The approach is eminently reasonable. It is designed to provide tenants with control over their data without running the risk that a temporary condition, such as removing and reassigning a different Office 365 license to a user, could cause data to be lost. Disconnected mailboxes work, but they are designed to allow for short-term recovery of mailboxes deleted in error instead of a method to retain mailboxes in a consistent and predictable way.

University Woes

The proxy address bug caused some disruption for the provisioning system used by a large U.S. university, all of which was highlighted in different online forums. Software bugs are a fact of IT life and Microsoft has backed the change out to fix the bugs. Once updated code is available that is of sufficient quality, the change will appear inside Office 365 again.

The Importance of Communication

However, buggy software is not the real issue. No one would ever complain if the change had been flagged well in advance to allow tenants to consider the ramifications of the new approach so that they could test whether the change affects tenant-specific code, such as the provisioning system used by the university that hit the problem.

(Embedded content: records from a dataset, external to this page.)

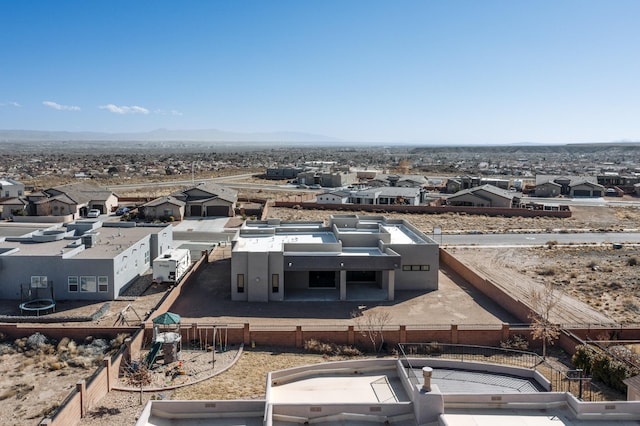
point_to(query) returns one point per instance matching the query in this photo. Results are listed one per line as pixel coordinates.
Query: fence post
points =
(107, 365)
(246, 335)
(81, 387)
(298, 336)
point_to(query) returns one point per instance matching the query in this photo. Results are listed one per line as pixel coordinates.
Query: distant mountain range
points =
(163, 135)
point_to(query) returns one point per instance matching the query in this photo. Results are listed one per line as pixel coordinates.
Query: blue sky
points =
(408, 71)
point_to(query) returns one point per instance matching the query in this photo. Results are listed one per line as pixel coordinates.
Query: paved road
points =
(539, 239)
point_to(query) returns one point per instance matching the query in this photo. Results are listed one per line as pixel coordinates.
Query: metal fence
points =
(562, 380)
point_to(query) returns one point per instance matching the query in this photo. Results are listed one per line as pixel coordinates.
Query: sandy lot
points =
(598, 282)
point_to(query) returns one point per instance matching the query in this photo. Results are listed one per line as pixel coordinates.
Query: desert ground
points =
(603, 278)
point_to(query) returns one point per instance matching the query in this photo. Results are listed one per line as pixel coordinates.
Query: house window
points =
(72, 282)
(38, 282)
(88, 284)
(103, 284)
(416, 267)
(240, 283)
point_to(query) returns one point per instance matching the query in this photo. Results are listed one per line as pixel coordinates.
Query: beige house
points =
(485, 196)
(586, 189)
(208, 199)
(72, 201)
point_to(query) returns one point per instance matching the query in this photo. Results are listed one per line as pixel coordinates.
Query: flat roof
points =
(372, 387)
(110, 242)
(275, 242)
(400, 234)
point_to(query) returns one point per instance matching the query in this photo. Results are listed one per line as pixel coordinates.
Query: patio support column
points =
(343, 284)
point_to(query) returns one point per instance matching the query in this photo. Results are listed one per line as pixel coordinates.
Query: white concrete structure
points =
(392, 391)
(171, 265)
(350, 258)
(85, 260)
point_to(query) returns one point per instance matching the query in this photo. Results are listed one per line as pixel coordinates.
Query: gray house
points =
(86, 260)
(10, 188)
(570, 186)
(208, 199)
(351, 258)
(164, 207)
(72, 201)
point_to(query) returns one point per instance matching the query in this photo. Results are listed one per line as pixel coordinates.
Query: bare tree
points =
(138, 374)
(543, 303)
(371, 325)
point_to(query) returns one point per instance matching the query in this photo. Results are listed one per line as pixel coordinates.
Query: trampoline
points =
(38, 306)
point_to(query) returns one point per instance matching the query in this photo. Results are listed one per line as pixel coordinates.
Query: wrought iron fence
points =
(572, 381)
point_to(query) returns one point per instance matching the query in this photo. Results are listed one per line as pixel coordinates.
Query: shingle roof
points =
(216, 191)
(164, 200)
(80, 192)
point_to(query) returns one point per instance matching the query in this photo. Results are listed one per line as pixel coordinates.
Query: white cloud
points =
(134, 109)
(10, 103)
(172, 112)
(59, 107)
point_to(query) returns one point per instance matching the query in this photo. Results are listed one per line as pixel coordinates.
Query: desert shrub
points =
(582, 358)
(346, 350)
(318, 347)
(515, 342)
(602, 367)
(323, 348)
(547, 272)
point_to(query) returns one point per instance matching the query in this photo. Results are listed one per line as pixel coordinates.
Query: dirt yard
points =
(600, 282)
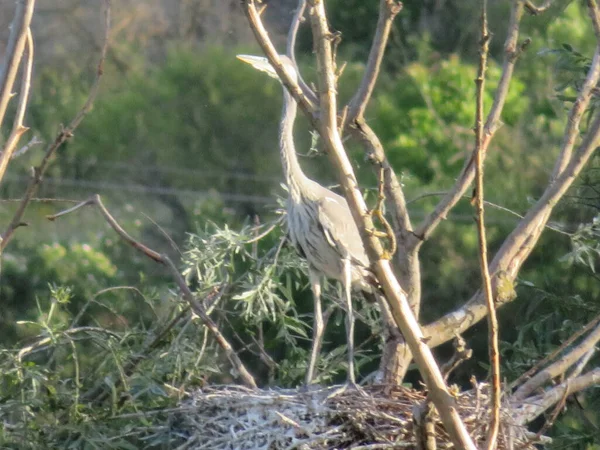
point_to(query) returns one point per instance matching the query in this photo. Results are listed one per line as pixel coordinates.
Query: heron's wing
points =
(339, 227)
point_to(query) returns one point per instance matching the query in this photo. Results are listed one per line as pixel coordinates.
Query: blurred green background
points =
(183, 135)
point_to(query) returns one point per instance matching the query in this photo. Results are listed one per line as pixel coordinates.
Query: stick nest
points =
(379, 417)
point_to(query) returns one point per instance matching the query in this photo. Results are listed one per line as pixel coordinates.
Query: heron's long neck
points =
(294, 176)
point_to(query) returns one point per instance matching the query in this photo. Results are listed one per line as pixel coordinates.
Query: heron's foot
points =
(375, 232)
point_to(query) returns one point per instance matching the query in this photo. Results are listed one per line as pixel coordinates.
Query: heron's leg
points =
(318, 327)
(346, 281)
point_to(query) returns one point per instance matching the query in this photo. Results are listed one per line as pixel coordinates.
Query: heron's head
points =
(261, 63)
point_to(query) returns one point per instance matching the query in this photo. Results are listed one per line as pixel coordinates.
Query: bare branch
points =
(461, 353)
(293, 31)
(579, 107)
(585, 359)
(527, 375)
(519, 244)
(388, 10)
(291, 50)
(18, 128)
(534, 406)
(594, 13)
(396, 297)
(32, 143)
(535, 10)
(512, 52)
(62, 136)
(14, 52)
(559, 367)
(187, 294)
(494, 353)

An update to a TechNet page says:

License Removal

Previously, in Exchange Online, if you removed an EXO license thehttps://technet.microsoft.com/en-us/library/dn186233(v=exchg.150).aspx%20says: user was kept, but the mailbox user was transformed into a mail user and the mailbox was moved to the recycle bin. You could then recover the mailbox within the 30 days’ time limit. This has now changed in Exchange Online. If you remove a user’s license, the user mailbox will no longer be able to sign in and use Exchange Online or Office 365. The user mailbox will remain in Exchange Online until it is deleted, permanently removed or purged by the Office 365 admin. You can reassign a license to the user and make the mailbox active again.

The Dark Side of the Cloud

Apart from the text inserted into TechNet, no steps were taken to advise customers that a pretty significant change was in the works. Microsoft introduced the change into production without so much as a “by your leave.” Few scan TechNet for updates on a regular basis, as it’s a source of knowledge rather than a news channel. The net result was chaos and unhappiness as customer code stopped working.

Situations like this illustrate the loss of control companies hand over to cloud providers. Even in the fast-paced world of evergreen software, it would be nice if developers paid some consideration to how changes they make might affect real-life systems.

In this case, a well-intended alternation in behavior failed due to a combination of buggy software and poor communications. It’s not a mix that anyone wants to see, least of all Microsoft.